Since law enforcement refused to take his delusions seriously, Reinking began to sense that they and other random people were part of a conspiracy against him, psychologists testified at trial . Shortly before the attack, he believed someone had drugged him, broken into his apartment, and raped him. Reinking told psychologists that while praying for what to do, he was told by God to go to the Waffle House and shoot three people.

To prove that Reinking was not guilty by reason of insanity, defense lawyers had to show not only that he suffered from a serious mental illness, but also that the illness prevented him from understanding the wrongfulness of his actions.

Prosecutors presented evidence that Reinking was calm and cooperative after his arrest, able to understand and respond to commands. Although Reinking was naked when he left the crime scene, when he was captured nearly two days later he was fully clothed and carrying a backpack loaded with bottled water, sunscreen, a pistol, ammunition, a Bible and several silver bars. And they mentioned that he asked to speak to a lawyer after his arrest.

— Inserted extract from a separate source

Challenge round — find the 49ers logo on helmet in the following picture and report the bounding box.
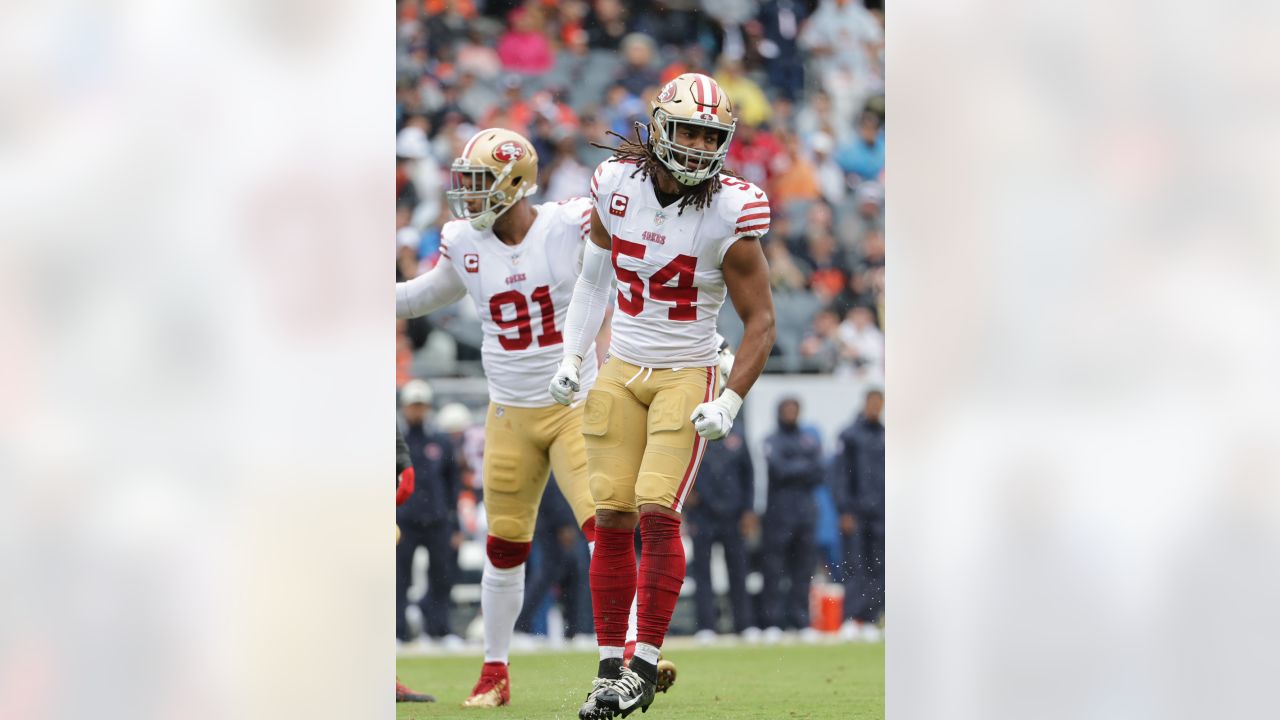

Davidson County Assistant Attorney General Ronald Dowdy suggested Reinking was acting out of revenge. He noted that days before the shooting, Reinking had stolen a BMW from a dealership. Reinking wrote in a diary about his plans to drive to Colorado, describing a life in which he would hang out with friends, smoke marijuana, hike in the mountains, and “take over” cars and homes for don’t have to work.

After police took the BMW back the next day, he wrote, “This time I should punish them by taking something they couldn’t take back, part of their own life,” prosecutors said.

“He got mad, and so he went to that Waffle House angry, because he wanted to impose the same kind of pain and suffering that he felt on other people,” Dowdy said during oral arguments. finals.

Prosecutor Jan Norman also pointed to Reinking’s own account of the shooting: He said that after he killed Perez, “I felt like I was going to vomit because it was something that God had given me. told to do, but it was wrong.”

The jury also convicted Reinking on Friday of four counts of attempted first-degree murder and four counts of unlawful use of a firearm while committing or attempting to commit a dangerous crime.

Prosecutors have requested a life sentence without the possibility of parole.